The Hydrogen in Energy and Information Sciences (HEISs) EFRC is one of 43 EFRC awards announced Aug. 25 that bring together teams of scientists to perform basic research in the energy sciences with a scope and complexity beyond what is possible for individuals or small groups. The Northwestern-led research team will work to provide a scientific foundation for practical developments in carbon-neutral energy (including nitrogen and carbon dioxide reduction) and materials for brain-inspired computing.

Northwestern Engineering materials scientist Sossina M. Haile is principal investigator of the new center. Five other Northwestern faculty members, as well as six researchers from an additional five universities, are co-principal investigators.

Sossina Haile

“It is now almost trite to acknowledge that climate change is an existential crisis — but the urgency of the situation can’t be repeated enough,” said Haile, a fuel cell pioneer whose work centers on sustainability and social good on a global scale. 

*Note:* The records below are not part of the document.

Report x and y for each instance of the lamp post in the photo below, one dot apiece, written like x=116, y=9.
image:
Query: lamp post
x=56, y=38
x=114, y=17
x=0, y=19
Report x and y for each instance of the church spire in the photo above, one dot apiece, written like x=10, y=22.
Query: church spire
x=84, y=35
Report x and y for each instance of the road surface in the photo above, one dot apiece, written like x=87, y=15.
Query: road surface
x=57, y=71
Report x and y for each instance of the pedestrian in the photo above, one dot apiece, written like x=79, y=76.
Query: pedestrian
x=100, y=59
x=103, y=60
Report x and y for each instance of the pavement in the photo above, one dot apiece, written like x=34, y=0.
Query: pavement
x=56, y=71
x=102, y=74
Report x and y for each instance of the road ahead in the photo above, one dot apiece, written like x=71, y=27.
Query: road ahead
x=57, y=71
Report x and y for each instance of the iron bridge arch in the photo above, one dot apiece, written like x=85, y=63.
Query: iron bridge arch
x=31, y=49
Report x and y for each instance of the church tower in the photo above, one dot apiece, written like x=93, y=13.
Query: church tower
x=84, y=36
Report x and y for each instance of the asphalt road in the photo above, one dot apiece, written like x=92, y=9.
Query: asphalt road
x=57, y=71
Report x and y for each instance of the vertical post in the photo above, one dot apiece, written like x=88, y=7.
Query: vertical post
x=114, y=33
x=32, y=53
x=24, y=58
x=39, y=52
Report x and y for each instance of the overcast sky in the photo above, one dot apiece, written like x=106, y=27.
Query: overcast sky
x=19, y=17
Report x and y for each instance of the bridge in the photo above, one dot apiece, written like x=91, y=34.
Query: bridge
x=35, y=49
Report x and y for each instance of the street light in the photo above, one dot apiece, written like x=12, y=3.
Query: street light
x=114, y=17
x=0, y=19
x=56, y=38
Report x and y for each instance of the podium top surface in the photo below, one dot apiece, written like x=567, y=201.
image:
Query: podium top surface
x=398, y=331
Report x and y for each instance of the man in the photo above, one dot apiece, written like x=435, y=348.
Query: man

“Our center focuses on the science of hydrogen in materials, as a foundational step towards creating a sustainable energy solution,” she said. “Beyond that, we will exploit the unique influence of hydrogen on material properties to create new ways of computing for information sciences. We have put together a spectacular team of both experimentalists and computationalists, and I am absolutely thrilled to lead this effort.” 

Clockwise from top left: Michael Bedzyk, Vinayak Dravid, Chris Wolverton, James Rondinelli

Haile is the Walter P. Murphy Professor of Materials Science and Engineering at the McCormick School of Engineering. The EFRC grant flows through the University’s Materials Research Center, where Haile contributes as a faculty principal investigator in the Materials Research Science and Engineering Center.

In addition to Haile, the HEISs team includes Northwestern Engineering professors Michael Bedzyk, Vinayak Dravid, James Rondinelli, and Chris Wolverton, Lin Chen from the Department of Chemistry at the Weinberg College of Arts and Sciences, and scientists and engineers from Massachusetts Institute of Technology, Florida State University, University of Illinois Urbana-Champaign, Colorado School of Mines, and University of Tennessee, Knoxville.

“Finding sustainable energy is one of our greatest challenges, and it will require the exploration of many different possibilities,” said Julio M. Ottino, dean of the McCormick School of Engineering. “I am delighted that Sossina has brought together this interdisciplinary team to explore the role that hydrogen-based solutions can play as we seek to develop energy solutions that do not further degrade our environment.”

Haile noted that the center’s acronym, HEISs, means “hot” in German, a nod to her two years conducting research in Germany and recognition that hydrogen has become a hot topic again.

Beyond its special place in physical chemistry, hydrogen is of tremendous societal importance in energy technologies and of growing importance in energy-efficient computing. In both arenas, the relevant devices are limited by hydrogen kinetics, whether it be electrochemical reaction at an interface or diffusion through the bulk, and whether the material be an electrolyte, a semiconductor, or a metal.

The Hydrogen in Energy and Information Sciences EFRC will establish the governing mechanisms and physical descriptors of the transport and interfacial incorporation mechanisms needed to achieve precision-guided discovery and design across these classes of materials. The research team will focus on use-inspired, ambient-to-intermediate temperatures to advance the center’s goals. This includes controlling electrochemical transformations critical for carbon-neutral energy and for modulating electron transport in computing materials.

Haile also holds appointments in the program in applied physics and the department of chemistry and is a faculty affiliate of the Institute for Sustainability and Energy at Northwestern (ISEN), and of the Buffett Institute for Global Affairs.

The EFRC program was established in 2009 and is funded by the DOE Office of Science Basic Energy Sciences Program. The current 51 EFRCs represent funding in 35 states plus Washington, D.C. (including lead and partner institutions).